Ela conta que o homem frequenta diariamente o posto há quase três anos, período no qual ela trabalha no estabelecimento. Segunda Marian, ele compra alguns doces e distribui a algumas pessoas que trabalham ou estão no local, mas sempre oferecia a ela primeiro. Em outras ocasiões, ele já havia perguntado a outros funcionários do posto quando que a jovem folgaria.

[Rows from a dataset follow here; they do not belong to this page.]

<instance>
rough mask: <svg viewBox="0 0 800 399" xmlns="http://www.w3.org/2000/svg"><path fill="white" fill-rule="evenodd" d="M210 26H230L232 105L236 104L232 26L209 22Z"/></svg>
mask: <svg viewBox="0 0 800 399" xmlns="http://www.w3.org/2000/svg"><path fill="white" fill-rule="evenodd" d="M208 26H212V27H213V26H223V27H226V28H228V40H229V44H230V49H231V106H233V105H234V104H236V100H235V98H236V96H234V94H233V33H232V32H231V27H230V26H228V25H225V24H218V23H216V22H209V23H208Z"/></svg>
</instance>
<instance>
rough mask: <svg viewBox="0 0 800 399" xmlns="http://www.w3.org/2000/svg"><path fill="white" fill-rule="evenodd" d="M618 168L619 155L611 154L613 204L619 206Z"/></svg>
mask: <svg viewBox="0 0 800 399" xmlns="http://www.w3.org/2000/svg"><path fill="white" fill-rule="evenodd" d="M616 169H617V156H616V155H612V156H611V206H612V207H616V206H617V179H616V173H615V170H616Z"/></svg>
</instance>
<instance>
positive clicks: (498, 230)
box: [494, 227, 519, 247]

“Não quis viralizar, apenas quero que as mulheres se defendam e denunciem esse tipo de crime. Ele sempre frequentou o local. Comprava coisas, ia atrás de mim, pedia meu Facebook. Mas eu não dava bola. Até que ele veio me oferecer algo e eu não aceitei. Depois, ele voltou, chegou por trás de mim e passou a mão”, lembra.

O caso ocorreu no último domingo, mas ela só foi convencida a fazer a denúncia na terça-feira (17), após receber uma série de comentários nas publicações em que relatava o caso. Entre várias mensagens de apoio, ela conta que também recebeu comentários que condenavam a agressão por conta da suspeita de se tratar de alguém com problemas psiquiátricos.

“Estão alegando que ele tem problema psicológico. Eu acho que não justifica. Se ele tem problema psicológico, eu acho que ele tem que procurar tratamento, estar internado. Tem que ter um tutor que seja responsável por ele. Eu não acho certa a atitude que eu tive, de agredir. Mas é uma maneira de me defender”, desabafa.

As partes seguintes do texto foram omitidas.